Gdy tylko Alex wypowiada te słowa, wyskakuję z samochodu zarumieniona i wybucham gromkim śmiechem. Aaron powtarza moje czynności.

— Dzięki za podwózkę. I mam nadzieję, że jeszcze się zobaczymy –mówię do nich idąc w stronę domu Rachel, bo właśnie ten adres, pod który mnie podrzucili, jest JEJ adresem.

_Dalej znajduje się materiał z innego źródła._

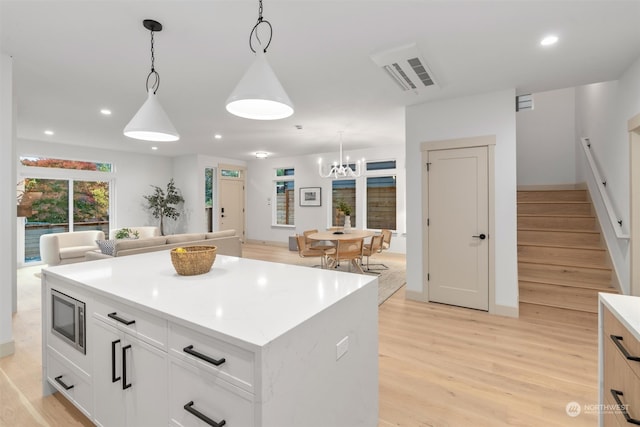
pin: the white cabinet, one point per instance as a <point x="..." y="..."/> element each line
<point x="129" y="379"/>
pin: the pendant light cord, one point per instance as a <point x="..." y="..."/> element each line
<point x="261" y="20"/>
<point x="153" y="72"/>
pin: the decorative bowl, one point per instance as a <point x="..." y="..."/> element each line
<point x="193" y="260"/>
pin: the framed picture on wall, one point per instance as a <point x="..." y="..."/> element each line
<point x="310" y="196"/>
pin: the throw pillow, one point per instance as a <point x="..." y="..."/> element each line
<point x="106" y="246"/>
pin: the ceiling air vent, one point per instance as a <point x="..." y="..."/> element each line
<point x="406" y="67"/>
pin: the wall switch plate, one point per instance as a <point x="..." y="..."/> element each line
<point x="342" y="347"/>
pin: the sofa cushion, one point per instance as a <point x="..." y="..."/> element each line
<point x="125" y="244"/>
<point x="75" y="251"/>
<point x="181" y="238"/>
<point x="217" y="234"/>
<point x="106" y="246"/>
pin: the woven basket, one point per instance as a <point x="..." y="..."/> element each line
<point x="195" y="259"/>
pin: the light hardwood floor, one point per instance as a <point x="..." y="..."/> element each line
<point x="439" y="366"/>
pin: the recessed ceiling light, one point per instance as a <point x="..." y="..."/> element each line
<point x="549" y="40"/>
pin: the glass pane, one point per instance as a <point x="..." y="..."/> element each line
<point x="389" y="164"/>
<point x="343" y="190"/>
<point x="91" y="206"/>
<point x="45" y="204"/>
<point x="381" y="202"/>
<point x="230" y="173"/>
<point x="285" y="203"/>
<point x="43" y="162"/>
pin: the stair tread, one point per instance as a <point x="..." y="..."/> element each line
<point x="556" y="215"/>
<point x="559" y="230"/>
<point x="564" y="246"/>
<point x="564" y="263"/>
<point x="600" y="287"/>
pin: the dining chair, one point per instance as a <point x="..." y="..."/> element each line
<point x="348" y="250"/>
<point x="372" y="248"/>
<point x="307" y="252"/>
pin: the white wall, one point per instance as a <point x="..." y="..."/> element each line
<point x="602" y="112"/>
<point x="487" y="114"/>
<point x="548" y="128"/>
<point x="134" y="174"/>
<point x="8" y="211"/>
<point x="189" y="177"/>
<point x="260" y="177"/>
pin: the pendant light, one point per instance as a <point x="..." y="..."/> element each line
<point x="259" y="94"/>
<point x="151" y="123"/>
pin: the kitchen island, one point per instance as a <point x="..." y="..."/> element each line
<point x="251" y="343"/>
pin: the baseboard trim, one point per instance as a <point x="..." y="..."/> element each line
<point x="507" y="311"/>
<point x="577" y="186"/>
<point x="7" y="348"/>
<point x="415" y="296"/>
<point x="267" y="243"/>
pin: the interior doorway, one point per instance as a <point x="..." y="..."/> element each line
<point x="458" y="222"/>
<point x="231" y="215"/>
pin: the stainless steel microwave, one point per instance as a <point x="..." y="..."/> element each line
<point x="68" y="320"/>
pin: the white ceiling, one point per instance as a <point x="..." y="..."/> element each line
<point x="72" y="58"/>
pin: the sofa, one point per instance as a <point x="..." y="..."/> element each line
<point x="227" y="242"/>
<point x="68" y="247"/>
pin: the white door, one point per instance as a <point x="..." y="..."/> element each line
<point x="458" y="224"/>
<point x="231" y="209"/>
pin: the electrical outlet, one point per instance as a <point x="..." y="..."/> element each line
<point x="342" y="347"/>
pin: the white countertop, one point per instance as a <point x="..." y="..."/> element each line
<point x="626" y="309"/>
<point x="253" y="301"/>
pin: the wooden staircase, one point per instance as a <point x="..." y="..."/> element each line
<point x="562" y="261"/>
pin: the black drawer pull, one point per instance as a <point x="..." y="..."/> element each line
<point x="59" y="381"/>
<point x="113" y="361"/>
<point x="115" y="316"/>
<point x="622" y="407"/>
<point x="190" y="409"/>
<point x="204" y="357"/>
<point x="617" y="341"/>
<point x="124" y="367"/>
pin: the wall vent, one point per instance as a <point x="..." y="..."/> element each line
<point x="406" y="67"/>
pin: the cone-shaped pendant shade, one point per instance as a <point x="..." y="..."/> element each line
<point x="151" y="123"/>
<point x="259" y="94"/>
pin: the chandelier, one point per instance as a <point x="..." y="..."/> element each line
<point x="341" y="169"/>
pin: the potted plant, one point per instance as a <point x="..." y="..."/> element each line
<point x="343" y="207"/>
<point x="127" y="233"/>
<point x="163" y="204"/>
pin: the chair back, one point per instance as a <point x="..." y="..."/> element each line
<point x="349" y="249"/>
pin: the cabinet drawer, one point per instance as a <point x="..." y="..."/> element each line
<point x="144" y="326"/>
<point x="238" y="365"/>
<point x="69" y="380"/>
<point x="612" y="326"/>
<point x="209" y="396"/>
<point x="619" y="376"/>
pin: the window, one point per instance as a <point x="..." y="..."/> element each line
<point x="285" y="197"/>
<point x="381" y="202"/>
<point x="44" y="162"/>
<point x="343" y="190"/>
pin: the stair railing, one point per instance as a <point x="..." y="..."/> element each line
<point x="616" y="221"/>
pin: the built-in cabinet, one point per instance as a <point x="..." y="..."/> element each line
<point x="619" y="344"/>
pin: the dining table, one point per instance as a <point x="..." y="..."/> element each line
<point x="336" y="235"/>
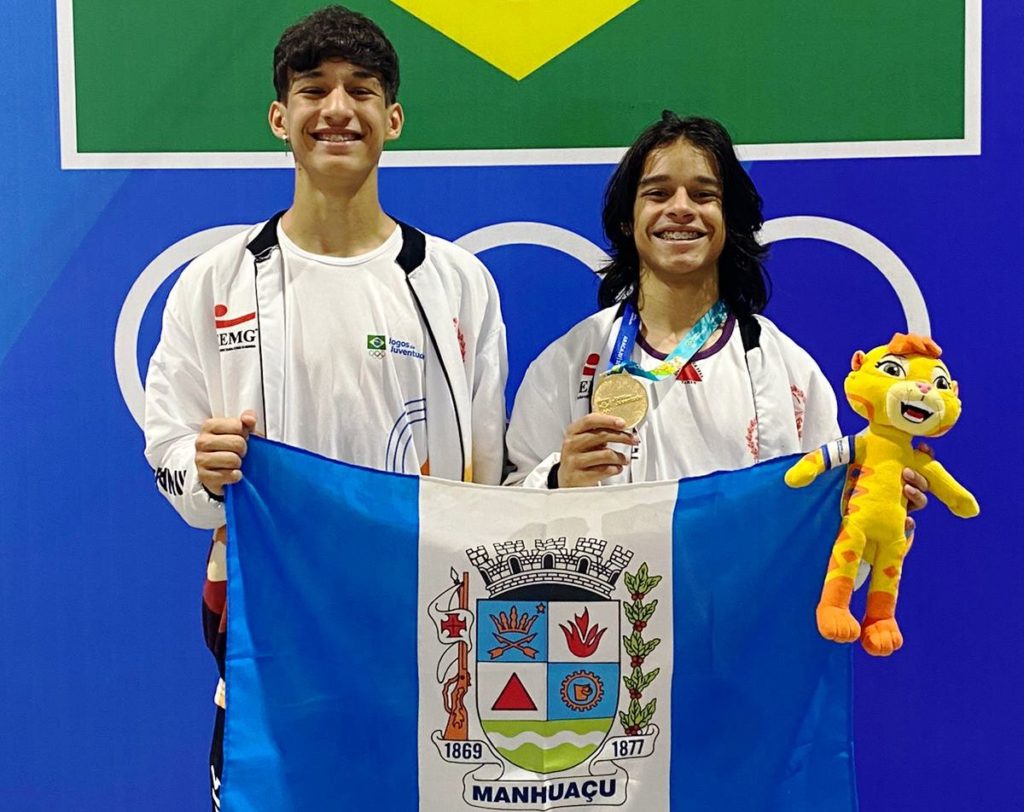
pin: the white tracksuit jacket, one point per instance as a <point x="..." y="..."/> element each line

— My też mamy taką nadzieję. To znaczy... przyrodzenie Alexa... raczej przeciwnie... –szepcze ostatnie zdanie powstrzymując śmiech.
Gdy przechodzimy krótki spacer pod bramę mojej przyjaciółki wraz z Aaronem, szturcham go w ramię, a on udaje że bardzo go to zabolało, wykonując śmieszne ruchy mimiki twarzy na które ja reaguje oczywiście śmiechem.  Żegna się ze mną, mówiąc że bardzo im się teraz spieszy i zmierza w stronę tej cudnej KII idąc tyłem, nie odrywając swoich szmaragdowych oczu od mojej osoby, dopóki nie wpada na maskę własnego auta na co chichoczemy razem z Alexem, który przygląda się tej zabawnej sytuacji przez otwarte okno w pojeździe. Puszczam im dla żartu dwa całusy jak pięciolatka swojemu tatusiowi z daleka, gdy ten zostawia ją w przedszkolu z jej przyjaciółmi i panią. Widzę jak odjeżdżają zostawiając po sobie tylko kurz i pisk szybkich opon. Jedyne co nasówa mi teraz rozsądek, to biec za nimi i błagać o to, żeby przygarnęli mnie do siebie, bo są ludźmi którzy wprowadzili mnie w nowy świat szczęścia w ciągu niecałych 30 minut. Chce mi się śmiać z mojej łatwowierności, bo widziałam tych facetów dopiero drugi raz. Każdy jest w stanie udawać kogoś innego, tak jak do tego czasu robiłam to ja. Może są dilerami koki lub jakiegoś innego gówna.

          Teraz jedyne co robie, to śmieję się jak wariatka z moich głupich myśli i całej głupiej sytuacji jaką jest moje życie.